В конце концов пассажиров, летящих не на Фиджи, а дальше, в Сидней, снимают с самолета. Представитель авиакомпании ведет их в здание терминала и там бросает, и они скитаются по аэропорту, получая обратно свой багаж, проходя таможенный досмотр, ища авиалинию, которая вроде бы обещала принять их билеты. По пути на них нападает приветственная комиссия, посланная каким-то из островных отелей, – комиссия горланит гавайские песни и пытается навесить неудачливым пассажирам на шеи гирлянды из цветов. Наконец пассажиры оказываются в другом самолете. Они едят, пьют, спят, стоят в очередях к туалетам, проходы заполняются мусором, а стюардессы прячутся в своих закутках и болтают про детей и хахалей. Потом приходит режущее глаз солнечное утро, далеко внизу появляются желтые пески австралийских берегов, наступает совершенно ни с чем не сообразное время суток. Даже у самых лощеных и разодетых пассажиров осунувшийся вид, они едва шевелятся и едва соображают, словно их долго везли в трюме корабля. Но не успевают они выйти из самолета, как над ними учиняют очередное насилие. В самолет врываются волосатые мужчины в шортах и опрыскивают все подряд ядом от насекомых.

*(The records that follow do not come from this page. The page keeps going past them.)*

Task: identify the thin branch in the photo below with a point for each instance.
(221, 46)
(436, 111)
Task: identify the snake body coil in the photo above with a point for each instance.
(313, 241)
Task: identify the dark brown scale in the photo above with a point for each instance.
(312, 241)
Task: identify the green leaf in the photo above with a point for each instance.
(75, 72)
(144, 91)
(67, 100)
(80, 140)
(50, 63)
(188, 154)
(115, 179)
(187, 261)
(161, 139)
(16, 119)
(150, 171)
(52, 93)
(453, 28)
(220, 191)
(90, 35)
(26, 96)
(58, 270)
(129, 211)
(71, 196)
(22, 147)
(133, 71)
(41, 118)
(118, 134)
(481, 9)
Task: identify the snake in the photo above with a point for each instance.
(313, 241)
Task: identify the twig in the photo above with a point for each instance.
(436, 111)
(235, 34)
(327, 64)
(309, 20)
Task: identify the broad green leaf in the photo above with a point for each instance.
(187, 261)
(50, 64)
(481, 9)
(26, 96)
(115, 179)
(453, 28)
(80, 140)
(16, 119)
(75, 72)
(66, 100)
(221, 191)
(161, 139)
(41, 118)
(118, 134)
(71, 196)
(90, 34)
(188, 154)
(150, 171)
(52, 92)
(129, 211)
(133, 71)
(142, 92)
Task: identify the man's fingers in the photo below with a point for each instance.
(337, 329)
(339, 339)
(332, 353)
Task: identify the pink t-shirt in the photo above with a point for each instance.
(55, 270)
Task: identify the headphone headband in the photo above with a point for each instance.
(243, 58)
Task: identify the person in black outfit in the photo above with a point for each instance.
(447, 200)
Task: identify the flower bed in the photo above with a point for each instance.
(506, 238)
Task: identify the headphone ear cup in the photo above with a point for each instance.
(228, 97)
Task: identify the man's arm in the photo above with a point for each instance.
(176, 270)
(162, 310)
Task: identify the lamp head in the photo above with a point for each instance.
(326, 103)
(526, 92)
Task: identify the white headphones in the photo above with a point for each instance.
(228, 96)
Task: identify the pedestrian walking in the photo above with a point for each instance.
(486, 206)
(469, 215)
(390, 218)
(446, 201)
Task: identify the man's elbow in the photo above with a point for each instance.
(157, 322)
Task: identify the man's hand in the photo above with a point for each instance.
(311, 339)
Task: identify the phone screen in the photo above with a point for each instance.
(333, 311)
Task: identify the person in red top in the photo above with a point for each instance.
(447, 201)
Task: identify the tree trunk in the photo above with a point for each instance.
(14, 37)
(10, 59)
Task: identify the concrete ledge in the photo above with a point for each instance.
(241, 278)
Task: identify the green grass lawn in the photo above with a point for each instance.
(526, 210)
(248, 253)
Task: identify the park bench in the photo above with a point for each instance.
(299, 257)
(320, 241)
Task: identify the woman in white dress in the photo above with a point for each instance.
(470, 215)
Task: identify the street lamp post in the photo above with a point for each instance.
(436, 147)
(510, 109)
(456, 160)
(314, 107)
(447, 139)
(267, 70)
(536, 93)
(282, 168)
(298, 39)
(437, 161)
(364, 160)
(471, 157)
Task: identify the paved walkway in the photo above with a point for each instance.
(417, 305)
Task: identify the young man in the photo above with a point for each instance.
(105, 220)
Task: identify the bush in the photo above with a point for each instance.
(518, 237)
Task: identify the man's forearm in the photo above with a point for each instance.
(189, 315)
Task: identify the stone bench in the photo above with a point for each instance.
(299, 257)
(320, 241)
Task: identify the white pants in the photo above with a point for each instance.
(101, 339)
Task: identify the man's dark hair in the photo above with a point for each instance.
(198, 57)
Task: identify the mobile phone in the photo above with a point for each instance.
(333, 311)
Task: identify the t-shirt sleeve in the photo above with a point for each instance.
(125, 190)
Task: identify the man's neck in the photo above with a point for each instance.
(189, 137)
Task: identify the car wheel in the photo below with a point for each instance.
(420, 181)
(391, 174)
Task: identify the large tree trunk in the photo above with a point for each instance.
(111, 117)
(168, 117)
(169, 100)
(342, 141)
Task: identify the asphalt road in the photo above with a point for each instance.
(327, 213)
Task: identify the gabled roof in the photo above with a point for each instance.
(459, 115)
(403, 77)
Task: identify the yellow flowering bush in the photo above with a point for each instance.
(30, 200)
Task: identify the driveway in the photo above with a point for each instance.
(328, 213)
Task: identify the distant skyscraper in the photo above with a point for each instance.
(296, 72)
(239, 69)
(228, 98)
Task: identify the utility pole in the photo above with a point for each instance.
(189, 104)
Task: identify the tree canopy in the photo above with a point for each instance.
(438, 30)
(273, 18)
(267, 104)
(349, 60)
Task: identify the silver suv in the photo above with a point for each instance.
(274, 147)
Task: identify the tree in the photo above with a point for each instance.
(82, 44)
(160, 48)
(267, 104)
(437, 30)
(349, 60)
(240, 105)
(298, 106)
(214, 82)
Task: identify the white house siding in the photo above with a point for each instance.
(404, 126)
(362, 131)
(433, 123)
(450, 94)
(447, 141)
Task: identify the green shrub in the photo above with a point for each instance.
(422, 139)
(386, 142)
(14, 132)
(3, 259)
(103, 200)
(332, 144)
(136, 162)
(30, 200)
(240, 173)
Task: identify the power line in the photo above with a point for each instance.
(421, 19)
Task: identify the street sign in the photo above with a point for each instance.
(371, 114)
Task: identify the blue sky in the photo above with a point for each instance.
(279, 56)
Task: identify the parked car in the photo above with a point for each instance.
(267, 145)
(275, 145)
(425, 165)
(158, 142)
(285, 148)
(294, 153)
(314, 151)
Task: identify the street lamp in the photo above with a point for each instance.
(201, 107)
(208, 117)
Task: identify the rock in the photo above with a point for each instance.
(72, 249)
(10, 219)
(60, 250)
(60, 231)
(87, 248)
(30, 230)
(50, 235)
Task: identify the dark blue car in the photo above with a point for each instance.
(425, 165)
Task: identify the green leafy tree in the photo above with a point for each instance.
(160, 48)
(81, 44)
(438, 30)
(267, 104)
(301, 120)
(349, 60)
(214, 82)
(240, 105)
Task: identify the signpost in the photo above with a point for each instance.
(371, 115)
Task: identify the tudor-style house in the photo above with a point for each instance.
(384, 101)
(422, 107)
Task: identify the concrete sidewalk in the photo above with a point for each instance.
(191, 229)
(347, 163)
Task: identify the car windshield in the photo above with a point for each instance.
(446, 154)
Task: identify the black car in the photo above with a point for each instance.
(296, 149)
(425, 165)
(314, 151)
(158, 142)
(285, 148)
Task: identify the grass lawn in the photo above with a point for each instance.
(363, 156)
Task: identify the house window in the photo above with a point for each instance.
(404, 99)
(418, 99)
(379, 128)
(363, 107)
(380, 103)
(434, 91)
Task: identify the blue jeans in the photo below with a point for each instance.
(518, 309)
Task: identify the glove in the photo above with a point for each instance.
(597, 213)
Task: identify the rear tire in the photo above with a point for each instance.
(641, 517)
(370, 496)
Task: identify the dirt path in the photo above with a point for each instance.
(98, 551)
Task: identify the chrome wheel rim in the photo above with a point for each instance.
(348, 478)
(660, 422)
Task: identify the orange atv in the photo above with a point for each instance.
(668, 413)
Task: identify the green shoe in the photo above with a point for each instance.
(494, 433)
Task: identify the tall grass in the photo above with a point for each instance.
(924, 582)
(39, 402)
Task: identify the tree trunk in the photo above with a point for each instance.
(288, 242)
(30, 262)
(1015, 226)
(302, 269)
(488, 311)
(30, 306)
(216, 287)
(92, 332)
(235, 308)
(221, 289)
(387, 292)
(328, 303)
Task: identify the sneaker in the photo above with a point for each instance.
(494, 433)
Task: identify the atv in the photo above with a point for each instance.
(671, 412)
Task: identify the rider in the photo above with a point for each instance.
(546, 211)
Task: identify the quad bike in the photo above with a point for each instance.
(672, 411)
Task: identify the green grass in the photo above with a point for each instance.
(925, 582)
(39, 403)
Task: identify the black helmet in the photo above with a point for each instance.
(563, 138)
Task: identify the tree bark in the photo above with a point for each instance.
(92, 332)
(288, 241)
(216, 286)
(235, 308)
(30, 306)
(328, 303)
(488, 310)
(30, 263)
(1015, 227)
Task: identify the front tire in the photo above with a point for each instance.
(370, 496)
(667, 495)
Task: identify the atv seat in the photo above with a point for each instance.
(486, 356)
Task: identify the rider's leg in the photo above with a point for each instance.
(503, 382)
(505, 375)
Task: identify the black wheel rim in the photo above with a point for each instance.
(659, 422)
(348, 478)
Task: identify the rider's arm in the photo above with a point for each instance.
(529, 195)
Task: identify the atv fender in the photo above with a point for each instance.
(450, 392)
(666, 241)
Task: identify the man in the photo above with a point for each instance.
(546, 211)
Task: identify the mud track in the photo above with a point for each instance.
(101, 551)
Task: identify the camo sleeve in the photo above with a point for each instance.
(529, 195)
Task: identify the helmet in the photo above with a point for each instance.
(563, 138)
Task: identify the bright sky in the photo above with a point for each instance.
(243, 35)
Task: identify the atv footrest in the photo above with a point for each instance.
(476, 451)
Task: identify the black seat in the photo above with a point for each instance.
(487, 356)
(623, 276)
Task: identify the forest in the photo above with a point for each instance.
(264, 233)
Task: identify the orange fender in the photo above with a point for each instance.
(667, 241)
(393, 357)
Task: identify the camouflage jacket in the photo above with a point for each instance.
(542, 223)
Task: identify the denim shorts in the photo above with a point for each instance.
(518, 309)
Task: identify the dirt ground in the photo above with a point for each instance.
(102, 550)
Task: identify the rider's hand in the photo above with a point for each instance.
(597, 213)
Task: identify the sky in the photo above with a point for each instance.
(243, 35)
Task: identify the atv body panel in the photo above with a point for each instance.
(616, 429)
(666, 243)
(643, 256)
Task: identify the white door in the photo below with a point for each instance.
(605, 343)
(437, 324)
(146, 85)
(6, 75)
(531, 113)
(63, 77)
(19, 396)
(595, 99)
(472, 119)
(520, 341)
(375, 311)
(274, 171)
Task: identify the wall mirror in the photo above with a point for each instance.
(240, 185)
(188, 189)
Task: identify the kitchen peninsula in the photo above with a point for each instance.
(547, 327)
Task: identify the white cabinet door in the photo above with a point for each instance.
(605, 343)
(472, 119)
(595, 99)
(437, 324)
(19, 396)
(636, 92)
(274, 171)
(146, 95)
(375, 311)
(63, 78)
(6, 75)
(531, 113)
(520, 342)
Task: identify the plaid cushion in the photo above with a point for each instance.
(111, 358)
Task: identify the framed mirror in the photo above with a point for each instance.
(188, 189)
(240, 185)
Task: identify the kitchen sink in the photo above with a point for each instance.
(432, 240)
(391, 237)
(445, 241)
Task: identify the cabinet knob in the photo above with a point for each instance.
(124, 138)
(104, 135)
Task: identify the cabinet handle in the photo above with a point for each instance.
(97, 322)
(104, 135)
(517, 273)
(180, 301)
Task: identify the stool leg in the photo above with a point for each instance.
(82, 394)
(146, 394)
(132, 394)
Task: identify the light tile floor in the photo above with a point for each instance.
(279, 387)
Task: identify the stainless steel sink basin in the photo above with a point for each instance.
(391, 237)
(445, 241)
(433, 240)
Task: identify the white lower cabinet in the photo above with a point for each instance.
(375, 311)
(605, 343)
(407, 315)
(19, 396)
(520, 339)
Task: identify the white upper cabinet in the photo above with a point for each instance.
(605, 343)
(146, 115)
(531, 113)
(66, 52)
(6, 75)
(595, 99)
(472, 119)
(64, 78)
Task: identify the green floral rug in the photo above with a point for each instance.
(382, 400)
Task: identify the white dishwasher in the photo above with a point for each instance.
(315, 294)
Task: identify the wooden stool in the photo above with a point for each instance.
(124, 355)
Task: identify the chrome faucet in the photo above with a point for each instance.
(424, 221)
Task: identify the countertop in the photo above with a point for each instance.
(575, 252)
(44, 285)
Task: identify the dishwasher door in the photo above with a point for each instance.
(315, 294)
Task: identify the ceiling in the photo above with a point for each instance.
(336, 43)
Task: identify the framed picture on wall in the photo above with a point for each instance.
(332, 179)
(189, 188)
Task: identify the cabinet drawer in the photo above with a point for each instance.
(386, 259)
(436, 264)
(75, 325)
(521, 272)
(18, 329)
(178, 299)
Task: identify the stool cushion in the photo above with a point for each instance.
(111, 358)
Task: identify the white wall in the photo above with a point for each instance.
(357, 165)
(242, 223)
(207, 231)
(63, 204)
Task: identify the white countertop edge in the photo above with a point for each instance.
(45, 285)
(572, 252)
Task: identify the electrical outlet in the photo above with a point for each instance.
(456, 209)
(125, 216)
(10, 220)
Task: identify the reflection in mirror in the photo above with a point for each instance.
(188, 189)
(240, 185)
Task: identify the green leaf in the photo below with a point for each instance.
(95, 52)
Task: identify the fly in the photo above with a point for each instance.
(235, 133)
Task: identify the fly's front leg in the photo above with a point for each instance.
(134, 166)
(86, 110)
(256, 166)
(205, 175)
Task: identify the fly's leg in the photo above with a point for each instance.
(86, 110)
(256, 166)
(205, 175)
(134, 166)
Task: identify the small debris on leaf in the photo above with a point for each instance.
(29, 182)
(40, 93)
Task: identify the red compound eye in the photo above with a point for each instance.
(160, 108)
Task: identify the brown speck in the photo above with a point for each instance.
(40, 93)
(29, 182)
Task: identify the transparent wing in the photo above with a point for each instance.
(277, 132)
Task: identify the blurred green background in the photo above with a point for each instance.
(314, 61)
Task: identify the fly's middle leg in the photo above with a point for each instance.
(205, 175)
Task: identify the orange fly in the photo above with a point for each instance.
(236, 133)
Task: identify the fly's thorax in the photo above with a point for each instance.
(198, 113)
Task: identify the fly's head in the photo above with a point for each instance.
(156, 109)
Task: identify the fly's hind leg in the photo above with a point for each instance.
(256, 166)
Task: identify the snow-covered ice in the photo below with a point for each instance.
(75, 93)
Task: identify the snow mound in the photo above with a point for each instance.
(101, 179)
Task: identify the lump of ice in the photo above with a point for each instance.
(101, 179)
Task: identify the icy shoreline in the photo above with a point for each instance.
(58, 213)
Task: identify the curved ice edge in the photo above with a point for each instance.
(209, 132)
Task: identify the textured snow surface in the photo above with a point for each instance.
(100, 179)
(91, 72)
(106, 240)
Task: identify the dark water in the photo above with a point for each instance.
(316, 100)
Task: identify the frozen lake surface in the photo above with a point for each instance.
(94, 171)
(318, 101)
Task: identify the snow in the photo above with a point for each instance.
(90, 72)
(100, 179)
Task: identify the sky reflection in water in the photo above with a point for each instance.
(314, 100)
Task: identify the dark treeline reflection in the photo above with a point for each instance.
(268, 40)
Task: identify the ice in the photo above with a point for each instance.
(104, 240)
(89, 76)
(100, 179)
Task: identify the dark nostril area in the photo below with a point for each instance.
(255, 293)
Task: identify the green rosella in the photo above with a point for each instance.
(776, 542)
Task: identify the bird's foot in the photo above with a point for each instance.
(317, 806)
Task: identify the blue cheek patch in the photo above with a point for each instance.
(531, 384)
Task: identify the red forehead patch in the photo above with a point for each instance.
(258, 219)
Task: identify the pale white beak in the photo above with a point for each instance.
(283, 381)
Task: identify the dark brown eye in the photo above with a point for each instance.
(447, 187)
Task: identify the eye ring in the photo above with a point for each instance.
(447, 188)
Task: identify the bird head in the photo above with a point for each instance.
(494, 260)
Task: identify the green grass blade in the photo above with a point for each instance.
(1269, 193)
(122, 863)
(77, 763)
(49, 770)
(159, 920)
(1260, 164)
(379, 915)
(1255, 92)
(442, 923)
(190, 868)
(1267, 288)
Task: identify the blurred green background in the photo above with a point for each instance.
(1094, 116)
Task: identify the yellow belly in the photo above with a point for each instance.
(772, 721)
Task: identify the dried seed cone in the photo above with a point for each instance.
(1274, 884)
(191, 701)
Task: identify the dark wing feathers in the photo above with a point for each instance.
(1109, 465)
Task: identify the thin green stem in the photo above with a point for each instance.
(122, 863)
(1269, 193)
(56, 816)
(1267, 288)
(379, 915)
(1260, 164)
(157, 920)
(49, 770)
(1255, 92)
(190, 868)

«Может, именно так бывает, когда попадаешь в рай». Гейл произносит эти слова про себя, мысленно обращаясь к Уиллу. «Сначала тебя заваливают цветами, которые тебе совершенно не нужны, потом все страдают головной болью и запором, а потом тебя поливают дезинфекцией, чтобы не занести на небо земных микробов».
Это ее давняя привычка – сочинять остроумные, беспечные реплики, предназначенные Уиллу.
После ухода Уилла ее ателье как будто заполонили женщины. Не обязательно клиентки. Она ничего не имела против. Все было как в давние времена, еще до Уилла. Женщины сидели в старых креслах рядом с гладильной доской и раскроечным столом Гейл, за выцветшими занавесками из батика, и пили кофе. Гейл начала молоть кофе сама, из зерен, как раньше. Портновский манекен скоро оказался увешан бусами и расписан неприличными граффити. Женщины рассказывали истории о мужчинах – особенно о тех, которые их бросили. Ложь, обиды, скандалы. Измены столь чудовищные и в то же время столь банальные, что не удержаться от смеха. Мужья произносили напыщенные нелепые речи («Мне очень жаль, но я больше не считаю себя обязанным оставаться в этом браке»). Мужья предлагали женам выкупить у них машины и мебель, за которые сами жены когда-то и заплатили. Мужья раздувались от гордости за то, что им удалось оплодотворить какую-нибудь свеженькую самочку моложе их собственных детей. Они были одновременно хищниками и младенцами. Что же оставалось делать, как не махнуть на них рукой? Ну честно? Чтобы сохранить остатки гордости и хоть как-то себя защитить.